Couverture du livre de Laurent Binet "Rien ne se passe comme prévu"Comme Yasmina Reza avec Sarkozy en 2007, l’écrivain Laurent Binet a suivi François Hollande tout au long de la campagne et en a tiré un livre. L’ouvrage n’est pas littéraire mais un compte-rendu quotidien (quasi journalistique) des activités du candidat, accompagné de commentaires de l’auteur (qui fait parfois groupie) sur ses propres impressions et sur le microcosme socialiste.

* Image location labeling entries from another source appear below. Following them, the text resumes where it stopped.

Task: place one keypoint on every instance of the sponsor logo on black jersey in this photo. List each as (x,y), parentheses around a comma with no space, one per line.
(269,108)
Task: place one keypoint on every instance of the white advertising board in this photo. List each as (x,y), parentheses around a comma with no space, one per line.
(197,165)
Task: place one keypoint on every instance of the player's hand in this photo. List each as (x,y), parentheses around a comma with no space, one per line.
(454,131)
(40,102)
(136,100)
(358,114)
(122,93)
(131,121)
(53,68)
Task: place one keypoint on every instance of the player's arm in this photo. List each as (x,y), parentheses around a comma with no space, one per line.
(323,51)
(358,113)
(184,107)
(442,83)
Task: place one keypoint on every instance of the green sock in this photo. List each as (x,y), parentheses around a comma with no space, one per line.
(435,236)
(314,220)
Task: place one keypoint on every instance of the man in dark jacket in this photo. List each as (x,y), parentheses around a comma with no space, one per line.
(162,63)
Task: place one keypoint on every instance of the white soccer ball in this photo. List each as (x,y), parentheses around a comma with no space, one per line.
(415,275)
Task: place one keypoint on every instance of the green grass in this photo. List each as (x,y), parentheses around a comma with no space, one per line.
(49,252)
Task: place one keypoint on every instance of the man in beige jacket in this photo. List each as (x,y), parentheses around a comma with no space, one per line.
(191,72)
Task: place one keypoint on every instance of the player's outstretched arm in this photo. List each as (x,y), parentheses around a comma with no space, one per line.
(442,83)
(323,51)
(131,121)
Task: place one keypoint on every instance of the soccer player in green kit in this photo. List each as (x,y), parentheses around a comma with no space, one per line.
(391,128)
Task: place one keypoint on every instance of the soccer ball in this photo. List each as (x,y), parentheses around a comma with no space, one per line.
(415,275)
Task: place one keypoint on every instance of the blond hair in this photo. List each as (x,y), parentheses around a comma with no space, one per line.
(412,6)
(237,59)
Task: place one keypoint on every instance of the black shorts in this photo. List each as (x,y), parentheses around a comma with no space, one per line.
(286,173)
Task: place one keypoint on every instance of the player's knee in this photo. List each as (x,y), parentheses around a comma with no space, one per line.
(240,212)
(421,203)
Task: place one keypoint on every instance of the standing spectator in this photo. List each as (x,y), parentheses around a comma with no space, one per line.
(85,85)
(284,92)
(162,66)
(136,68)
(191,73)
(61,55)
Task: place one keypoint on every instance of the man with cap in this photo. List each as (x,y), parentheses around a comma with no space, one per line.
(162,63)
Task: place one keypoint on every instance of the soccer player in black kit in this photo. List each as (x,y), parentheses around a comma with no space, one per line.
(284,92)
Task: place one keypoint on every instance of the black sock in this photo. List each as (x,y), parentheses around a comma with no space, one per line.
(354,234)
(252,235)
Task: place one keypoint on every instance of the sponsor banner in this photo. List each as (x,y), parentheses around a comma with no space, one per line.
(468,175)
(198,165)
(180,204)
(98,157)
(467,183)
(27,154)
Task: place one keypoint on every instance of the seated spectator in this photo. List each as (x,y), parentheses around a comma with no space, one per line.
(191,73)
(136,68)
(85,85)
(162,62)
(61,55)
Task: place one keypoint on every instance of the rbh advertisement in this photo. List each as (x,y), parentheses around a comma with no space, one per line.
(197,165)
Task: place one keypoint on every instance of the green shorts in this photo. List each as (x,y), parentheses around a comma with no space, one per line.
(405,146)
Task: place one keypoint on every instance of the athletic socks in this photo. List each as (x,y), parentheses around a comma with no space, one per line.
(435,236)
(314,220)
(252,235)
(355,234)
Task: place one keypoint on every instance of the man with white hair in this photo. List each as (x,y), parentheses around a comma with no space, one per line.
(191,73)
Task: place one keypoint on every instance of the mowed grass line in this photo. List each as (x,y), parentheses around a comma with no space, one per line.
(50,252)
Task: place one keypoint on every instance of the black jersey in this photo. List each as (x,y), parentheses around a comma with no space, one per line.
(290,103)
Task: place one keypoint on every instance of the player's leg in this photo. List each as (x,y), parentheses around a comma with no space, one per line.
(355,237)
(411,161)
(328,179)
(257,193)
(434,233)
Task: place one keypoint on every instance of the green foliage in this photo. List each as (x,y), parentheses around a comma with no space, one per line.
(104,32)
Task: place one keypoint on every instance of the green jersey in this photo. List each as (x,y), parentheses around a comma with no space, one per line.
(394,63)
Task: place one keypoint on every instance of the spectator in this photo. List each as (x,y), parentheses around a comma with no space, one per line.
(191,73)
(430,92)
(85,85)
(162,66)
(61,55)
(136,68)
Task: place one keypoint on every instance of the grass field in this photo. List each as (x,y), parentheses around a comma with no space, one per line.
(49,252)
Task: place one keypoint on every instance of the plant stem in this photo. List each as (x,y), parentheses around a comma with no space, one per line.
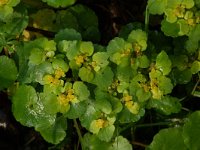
(78,132)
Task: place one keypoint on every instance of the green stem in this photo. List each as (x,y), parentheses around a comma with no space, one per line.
(78,132)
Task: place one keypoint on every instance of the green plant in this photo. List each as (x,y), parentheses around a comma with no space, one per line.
(53,79)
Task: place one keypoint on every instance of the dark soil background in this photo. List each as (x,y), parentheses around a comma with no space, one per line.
(112,14)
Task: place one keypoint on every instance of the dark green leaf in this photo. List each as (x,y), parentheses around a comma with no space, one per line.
(8,72)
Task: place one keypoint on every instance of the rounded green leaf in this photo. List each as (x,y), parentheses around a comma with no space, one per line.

Plus que de l’importance des meetings, Binet revient sur l’importance d’un meeting, celui de Sarkozy le 14 janvier 2007, considéré comme le tournant de la campagne de l’époque et pris en exemple par les socialistes de ce que doit être celui de Hollande au Bourget le 22 janvier 2012. Olivier Faure, chargé de mission de Hollande et secrétaire général du groupe PS à l’Assemblée explique ainsi : « Le 14 janvier 2007, la presse n’a retenu que quelques mots mais c’était un discours très structurant qui a ensuite été décliné tout au long de la campagne, et c’était surtout une démonstration de force Porte de Versailles avec mise en image par Le Van Kim, le réal’ de Canal, un exemple de professionnalisme. Cela a surtout créé un décalage avec la campagne de Ségolène Royal qui, ce jour-là, était prise un agneau dans les bras en Poitou-Charentes. Sarko a imposé ses thèmes au moment où Ségolène Royal était enfermée dans ses rendez-vous participatifs. Lui savait où il allait quand elle demandait aux Français ce qu’ils voulaient. Donc rien à voir avec de la production littéraire mais tout avec une prise de contrôle de la campagne ».

 

Autres observations

 

  • Le titre de l’ouvrage ne vient pas d’une phrase prononcée par Hollande au cours de la campagne elle-même, mais de sa réponse à un journaliste de Canal qui lui demandait dans un documentaire en octobre 2011 ce qu’il avait pensé en apprenant la nouvelle de l’affaire DSK.
  • Un moment décrit comme émotionnellement intense : la visite d’Arcelor-Mittal à Gandrange, avec la foule, la tension, les rencontre avec les leaders syndicaux et les ouvriers …. L’auteur regretta par avance que ne subsiste de cette journée qu’une poignée de secondes dans les médias (ce qui fut effectivement le cas), le rendant quasi insignifiant dans le déroulé de la présidentielle.
  • Benoît Hamon, p 80 : « Marine Le Pen, je suis sûr qu’elle sera à plus de 20%. Les mecs qui vont voter pour elle ne croient plus à la politique, leur seule motivation, c’est de dégager tous ces connards, droite et gauche, qui les laissent dans la merde et qui n’ont rien fait pour eux – et je m’inclus dans les connards. On dirait que le seul choix que nous laisse la démocratie, aujourd’hui, c’est : « Dans quel ordre accepterez-vous de perdre vos droits ? D’abord, la retraite ? La sécu ? Les allocs ? ».
  • Sur les qualités oratoires de Hollande, Laurent Binet, p 193 : « Lorsqu’il essaie de contrarier sa nature en surjouant la gravité par exemple comme je l’ai vu souvent faire au 20h, il n’a pas l’air crédible. » Cet avis d’un Hollande peu impressionnant à la télévision semble partagé par la plupart des interlocuteurs de l’auteur, qui le jugent a contrario beaucoup plus convaincant en meeting, à l’aise avec les foules, capable de les transcender.
  • Prévisible mais toujours amusant : les vacheries entre caciques socialistes. Aubry en prend plein la figure, Fabius n’est pas épargné, et chacun a droit à au moins une rosserie (gentille ou pas) de la part de l’un ou l’autre de ses compagnons de parti.
  • Sur la préparation du débat d’entre-deux-tours : découverte de Guillaume Bachelay, plume de Fabius pendant quinze ans et chef de la cellule « Riposte » de la campagne de Hollande. L’homme joue le rôle de Sarkozy lors de la répétition et sort quelques saillies très drôles.
  • Sur Hollande lui-même : le livre renforce l’image d’un homme qui garde ses distances, se confie peu et se protège par une ironie déroutante à force d’être permanente. Un intervenant parle d’un Hollande qui s’est déjà « désincarné » pour endosser le rôle de président, pour être la République, une République immatérielle et anonyme, comme un fonctionnaire de guichet.